I actually wrote a Linq provider, MongoLinqPlusPlus, to generate simple aggregation framework pipelines such as yours.

So with MongoLinqPlusPlus your query simply becomes:

collection.QueryablePlusPlus()
          .Select(c => new {
              OriginalDoc = c,
              SortKey = c.mobileView + c.webView
          })
          .OrderByDescending(c => c.SortKey)
          .Take(10)
          .Select(c => c.OriginalDoc)

(* It would be nice if we could do the arithmetic in the sort (.OrderByDescending(c => c.mobileView + c.webView) but the aggregation framework doesn't support this directly.
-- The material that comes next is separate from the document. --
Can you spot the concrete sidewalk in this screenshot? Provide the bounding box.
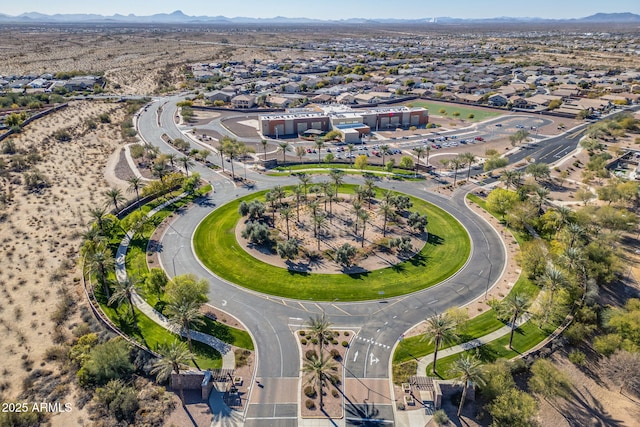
[115,193,236,369]
[416,314,531,376]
So I chose to require the developer the explicitly create the projection rather than have it implicitly created by the Linq provider.)

Upvotes: 0

Neil Lunn
Neil Lunn

Reputation: 151122

The aggregation framework is what you want here. Not only for "aggregating" but for "manipulation" of documents as well. So basically you want the $add operator and the $sort pipeline to get your desired result.

Will take me a few moments to fire up a Visual Studio, so here is the shell form that is not hard to translate:

db.collection.aggregate([
    { "$project": {
        "item": 1,
        "category": 1,
        "mobileView": 1,
        "webView": 1,
        "totalView": { "$add": [ "$mobileView", "$webView" ] }
    }},
    { "$sort": { "totalView": -1 } }
])

So basically "calculate" a field and then use that "projected" result as the field to $sort on.

Just BSON documents, so it should not be to hard.

Specifically for C# syntax do something like this:

var project = new BsonDocument {
    {
        "$project",
        new BsonDocument()
            .Add( "item", 1 )
            .Add( "category", 1 )
            .Add( "mobileView", 1 )
            .Add( 
                "totalView",
                new BsonDocument()
                    .Add( "$add", new BsonArray {
                        "$mobileView", "$webView"
                    })
            )
    } 
};

var sort = new BsonDocument {
    {
        "$sort",
        new BsonDocument {
            { "totalView", -1 }
        }
    }
};

var pipeline = new[] { project, sort };
var results = collection.Aggregate(pipeline);

All of the $project items just as with $group are "explicitly" named fields to include in the stage output. In the aggregation framework, the fields you want are "all or nothing" and you must specify each one you expect to be visible in the next pipeline stage or indeed at the end of the pipeline. Fields not mentioned no longer exist as far as the pipeline is concerned.

Think unix style "pipe" | where you "chain" results of one command to another, which is a clear analogy for what is happening here.